Using rape as a weapon in war and other violent conflicts is unfortunately nothing new. Ivory Coast recently experienced an epidemic of it during a conflict for the contested presidency there. But in Libya, the proliferation of mobile tech has resulted in a surprising amount of direct video evidence of this revolting practice, evidence which may result in the punishment of those responsible.
According to Libyan rebels, the troops of the country’s nominal leader, Moammar Qaddafi, have been using rape on civilians. This isn’t an accident, they say, but a policy, at times directly enforced by officers of the Libyan army. According to the Sunday Times’ Marie Colvin, there is evidence for this assertion: mobile phone video, taken by the criminal soldiers and officers themselves.
As Libyan governmental forces have been forced back in that country’s civil war, rebels in the formerly besieged town of Misrata have seized the mobile phones from killed and injured soldiers. On some of those phones were video documentation of wide-spread rape by soldiers of women in the path of the fighting. The rape is systematic and committed by the military as a weapon.
Talking to The World’s host Lisa Mullins on the radio, Colvin said, “From the evidence I’ve heard and seen I believe the rapes were extensive and that they were condoned at the highest level.”
She describes viewing video from one of the phones of a rape of a number of women in a private home. All of this video, it is worth restating, is by the victimizers, an indicator of both our era’s pervasive habit of self-documentation and the resilient notion that electronic media is unalterably private and governable.
The BBC’s Andrew Harding describes an interview he conducted with two captured government soldiers, aged 17 and 21, in Misrata.
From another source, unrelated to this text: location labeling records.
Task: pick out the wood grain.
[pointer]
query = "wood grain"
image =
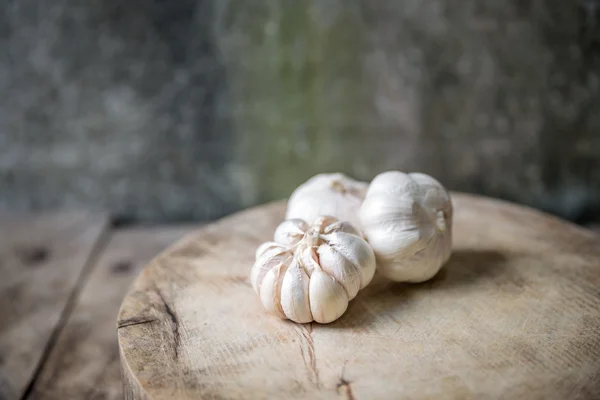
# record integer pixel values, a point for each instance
(41, 260)
(84, 364)
(515, 314)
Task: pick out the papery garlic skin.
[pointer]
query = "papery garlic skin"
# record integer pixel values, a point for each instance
(310, 273)
(407, 220)
(328, 194)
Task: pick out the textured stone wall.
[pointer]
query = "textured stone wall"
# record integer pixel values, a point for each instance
(167, 110)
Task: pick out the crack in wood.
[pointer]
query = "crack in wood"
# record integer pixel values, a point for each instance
(174, 322)
(134, 321)
(344, 385)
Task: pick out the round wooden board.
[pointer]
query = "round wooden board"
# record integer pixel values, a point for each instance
(515, 314)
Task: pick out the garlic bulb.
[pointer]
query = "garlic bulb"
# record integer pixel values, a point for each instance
(328, 194)
(310, 273)
(407, 219)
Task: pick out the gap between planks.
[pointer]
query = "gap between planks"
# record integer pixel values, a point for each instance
(89, 265)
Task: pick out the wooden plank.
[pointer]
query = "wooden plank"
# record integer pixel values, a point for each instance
(84, 364)
(41, 261)
(514, 314)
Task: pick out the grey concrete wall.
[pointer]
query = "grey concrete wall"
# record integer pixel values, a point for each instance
(166, 110)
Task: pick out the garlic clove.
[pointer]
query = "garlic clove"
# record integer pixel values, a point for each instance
(328, 194)
(407, 219)
(328, 299)
(294, 294)
(339, 267)
(357, 252)
(290, 232)
(271, 256)
(263, 248)
(307, 257)
(270, 289)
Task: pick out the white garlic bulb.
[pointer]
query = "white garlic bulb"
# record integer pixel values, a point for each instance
(328, 194)
(407, 219)
(310, 273)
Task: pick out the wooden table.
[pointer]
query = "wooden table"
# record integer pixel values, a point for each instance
(63, 277)
(514, 314)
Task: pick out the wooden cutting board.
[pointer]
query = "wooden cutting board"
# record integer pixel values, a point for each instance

They told him they were ordered by their commanding officers to rape several women, after the officers themselves had done so.
Should this conflict turn out in the favor of the rebels, those responsible may be punished as a direct result of the evidence captured by the mobile phones.
This is far from certain. As much as a stigma attaches to rape anywhere, it is arguably even worse in conservative Islamic countries like Libya. But should the people show the collective will to confront the situation and punish not just those directly involved but those giving the orders, they will have a type and amount of information and evidence rarely seen in a post-conflict situation before.